Auto-Label#
Annotating an image or video dataset by hand is tedious and time-consuming, and this is especially true for segmentation and reasoning tasks. Drawing an accurate polygon around an object can take 10 times longer than drawing a bounding box, and authoring question-answer pairs for a video can take longer still. The Auto-Label service of TAO Data Services reduces this effort by generating annotations automatically from existing images, videos, captions, and bounding boxes.
The Auto-Label service groups several pipelines under a single auto_label generate
command. You select a pipeline through the autolabel_type field in the
specification file, and each pipeline reads its own configuration block. The service
supports the following pipelines:
Mask Auto Label (MAL) generates instance segmentation masks from groundtruth bounding boxes.
Grounding DINO generates bounding box annotations from category names or noun chunks through iterative open-vocabulary detection.
2D Grounding uses a vision-language model to extract referring expressions from images and ground them to bounding boxes.

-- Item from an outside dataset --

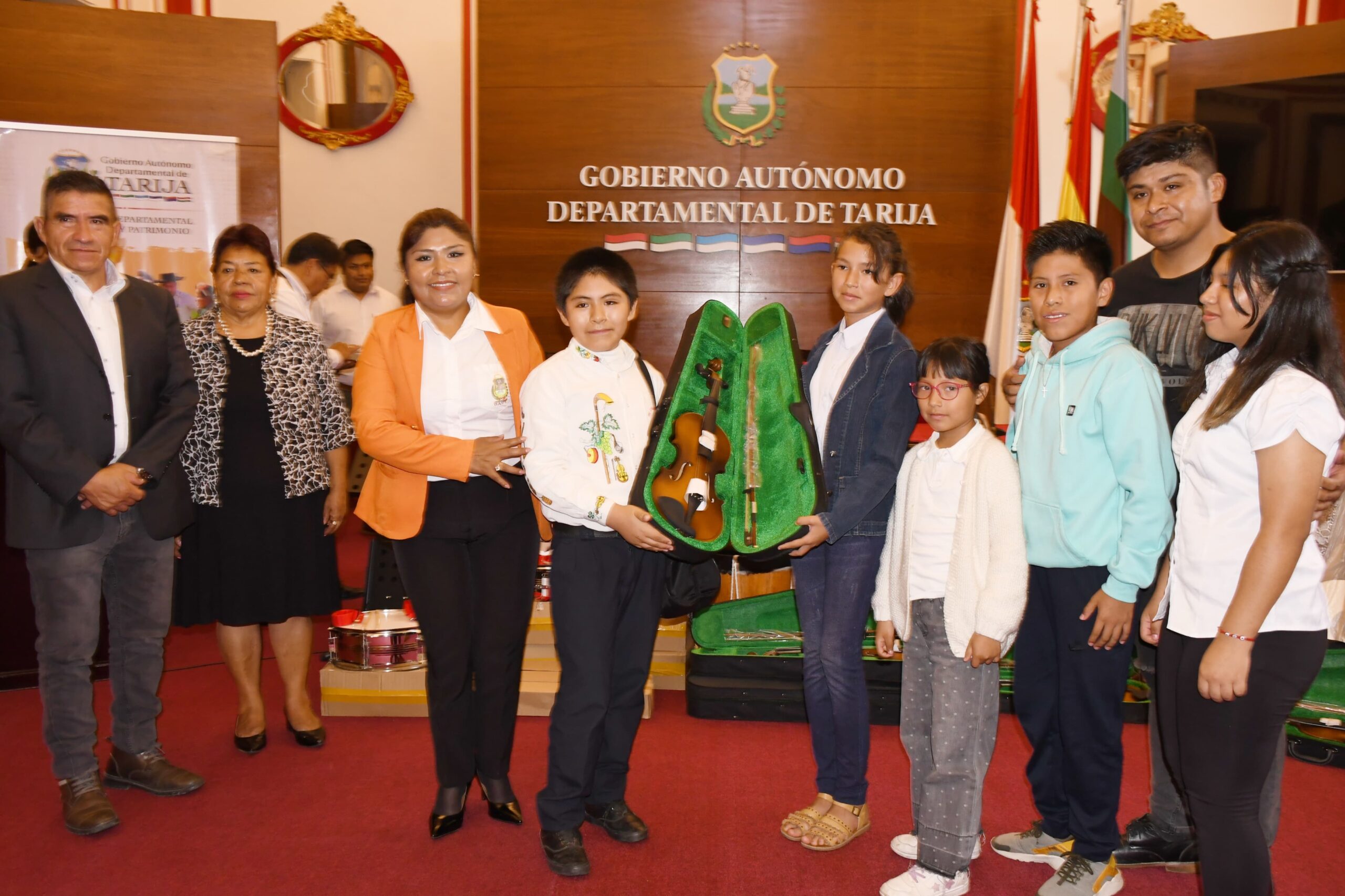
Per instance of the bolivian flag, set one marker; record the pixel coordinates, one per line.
(1111, 201)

Video Reasoning Annotation uses vision-language and language models to produce reasoning-style question-answer annotations from videos.
Tip
Most pipelines also ship as a TAO skill that an agent runs for you, which is the
quickest way to get started. Each pipeline page opens with a “Quickstart with a TAO
Skill” section; the configuration tables and the auto_label generate command-line
path follow for when you need finer control.

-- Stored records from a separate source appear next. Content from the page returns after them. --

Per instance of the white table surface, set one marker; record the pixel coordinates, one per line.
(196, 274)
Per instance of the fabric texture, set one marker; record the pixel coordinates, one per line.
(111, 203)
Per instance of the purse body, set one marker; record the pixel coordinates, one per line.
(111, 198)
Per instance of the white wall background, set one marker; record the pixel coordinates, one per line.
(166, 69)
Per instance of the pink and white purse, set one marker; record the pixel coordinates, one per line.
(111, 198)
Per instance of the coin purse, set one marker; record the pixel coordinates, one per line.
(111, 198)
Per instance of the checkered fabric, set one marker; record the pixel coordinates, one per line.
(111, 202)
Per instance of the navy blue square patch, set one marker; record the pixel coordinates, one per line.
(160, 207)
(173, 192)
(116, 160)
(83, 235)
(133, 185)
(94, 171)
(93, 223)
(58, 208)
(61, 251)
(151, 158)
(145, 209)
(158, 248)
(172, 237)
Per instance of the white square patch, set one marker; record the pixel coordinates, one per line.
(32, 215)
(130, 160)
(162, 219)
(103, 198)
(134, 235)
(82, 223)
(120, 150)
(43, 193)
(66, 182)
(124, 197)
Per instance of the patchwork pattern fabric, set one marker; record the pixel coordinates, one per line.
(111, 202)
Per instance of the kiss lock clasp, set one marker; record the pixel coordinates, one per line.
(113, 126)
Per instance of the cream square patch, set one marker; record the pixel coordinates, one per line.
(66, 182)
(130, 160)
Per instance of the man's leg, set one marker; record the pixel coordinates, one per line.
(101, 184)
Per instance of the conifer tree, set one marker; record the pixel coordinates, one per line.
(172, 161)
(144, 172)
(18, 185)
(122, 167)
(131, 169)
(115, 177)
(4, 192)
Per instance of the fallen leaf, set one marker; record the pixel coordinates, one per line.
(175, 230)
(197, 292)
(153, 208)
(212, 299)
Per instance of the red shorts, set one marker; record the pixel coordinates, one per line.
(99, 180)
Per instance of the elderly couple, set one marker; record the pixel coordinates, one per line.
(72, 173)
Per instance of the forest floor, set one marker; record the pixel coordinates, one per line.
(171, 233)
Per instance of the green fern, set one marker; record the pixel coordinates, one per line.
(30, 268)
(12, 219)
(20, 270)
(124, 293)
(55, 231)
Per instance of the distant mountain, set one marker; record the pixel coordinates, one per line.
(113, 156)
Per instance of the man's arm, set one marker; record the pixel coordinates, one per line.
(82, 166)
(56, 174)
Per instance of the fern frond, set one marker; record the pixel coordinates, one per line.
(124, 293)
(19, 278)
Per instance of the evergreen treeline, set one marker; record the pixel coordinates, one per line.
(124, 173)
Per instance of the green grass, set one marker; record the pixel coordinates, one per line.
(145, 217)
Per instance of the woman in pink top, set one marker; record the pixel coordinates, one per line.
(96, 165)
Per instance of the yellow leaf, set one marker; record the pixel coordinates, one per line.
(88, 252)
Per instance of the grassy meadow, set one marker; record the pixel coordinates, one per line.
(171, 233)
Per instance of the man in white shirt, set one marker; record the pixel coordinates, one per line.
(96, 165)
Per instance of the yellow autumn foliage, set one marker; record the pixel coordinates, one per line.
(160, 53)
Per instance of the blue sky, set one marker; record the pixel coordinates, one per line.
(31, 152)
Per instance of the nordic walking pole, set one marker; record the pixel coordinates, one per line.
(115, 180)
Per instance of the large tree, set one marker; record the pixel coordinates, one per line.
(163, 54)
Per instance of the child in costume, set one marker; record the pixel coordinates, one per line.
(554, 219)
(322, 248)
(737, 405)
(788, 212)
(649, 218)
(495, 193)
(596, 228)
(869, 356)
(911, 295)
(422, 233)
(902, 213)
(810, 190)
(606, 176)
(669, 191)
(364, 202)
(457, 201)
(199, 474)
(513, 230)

Data Input for Auto-Label#
Each pipeline accepts a different input modality. The image-mask and open-vocabulary detection pipelines expect the groundtruth annotations for a directory of images in a COCO-format JSON file. The 2D Grounding pipelines accept image directories with captions or KITTI-format labels, and the Video Reasoning Annotation pipeline accepts a directory of videos or a list of JSONL files. Refer to each pipeline page for the exact input layout that it requires.

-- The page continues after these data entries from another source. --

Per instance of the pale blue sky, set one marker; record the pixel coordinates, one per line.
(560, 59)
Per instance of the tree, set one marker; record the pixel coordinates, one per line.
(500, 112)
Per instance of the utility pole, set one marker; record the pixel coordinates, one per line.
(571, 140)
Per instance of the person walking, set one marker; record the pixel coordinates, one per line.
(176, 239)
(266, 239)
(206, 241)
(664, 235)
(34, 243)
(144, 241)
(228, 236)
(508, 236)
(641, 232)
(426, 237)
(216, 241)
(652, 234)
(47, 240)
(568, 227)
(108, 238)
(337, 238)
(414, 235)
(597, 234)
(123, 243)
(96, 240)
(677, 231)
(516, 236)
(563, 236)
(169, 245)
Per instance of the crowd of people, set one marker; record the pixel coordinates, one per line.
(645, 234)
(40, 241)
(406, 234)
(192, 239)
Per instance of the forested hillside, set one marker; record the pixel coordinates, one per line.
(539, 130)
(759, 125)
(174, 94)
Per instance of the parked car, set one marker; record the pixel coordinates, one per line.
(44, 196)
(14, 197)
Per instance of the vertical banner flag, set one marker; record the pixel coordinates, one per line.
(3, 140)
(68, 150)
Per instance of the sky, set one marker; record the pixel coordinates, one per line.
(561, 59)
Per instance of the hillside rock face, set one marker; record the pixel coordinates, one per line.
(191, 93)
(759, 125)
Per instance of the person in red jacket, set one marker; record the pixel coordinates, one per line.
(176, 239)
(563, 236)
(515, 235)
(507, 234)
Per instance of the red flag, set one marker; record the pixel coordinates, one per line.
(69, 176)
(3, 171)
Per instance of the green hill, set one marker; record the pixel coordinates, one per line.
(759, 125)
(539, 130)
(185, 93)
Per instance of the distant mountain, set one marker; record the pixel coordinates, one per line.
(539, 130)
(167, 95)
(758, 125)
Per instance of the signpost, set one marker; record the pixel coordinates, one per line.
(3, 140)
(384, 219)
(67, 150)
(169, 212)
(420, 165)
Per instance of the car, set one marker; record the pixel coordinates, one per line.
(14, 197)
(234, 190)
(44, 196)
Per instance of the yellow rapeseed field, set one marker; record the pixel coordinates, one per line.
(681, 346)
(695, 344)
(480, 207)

Running the Auto-Label Tool#
The Auto-Label service exposes a single task:
generate: Runs the pipeline selected byautolabel_typeand writes the generated annotations toresults_dir.
To run a pipeline, pass an experiment specification file to the generate task:
auto_label generate -e /path/to/spec.yaml results_dir=/path/to/results
Required arguments:
-e: Path to the experiment specification file.results_dir: Directory in which to write the generated annotations.
Refer to each pipeline page for the full configuration reference and a sample specification file.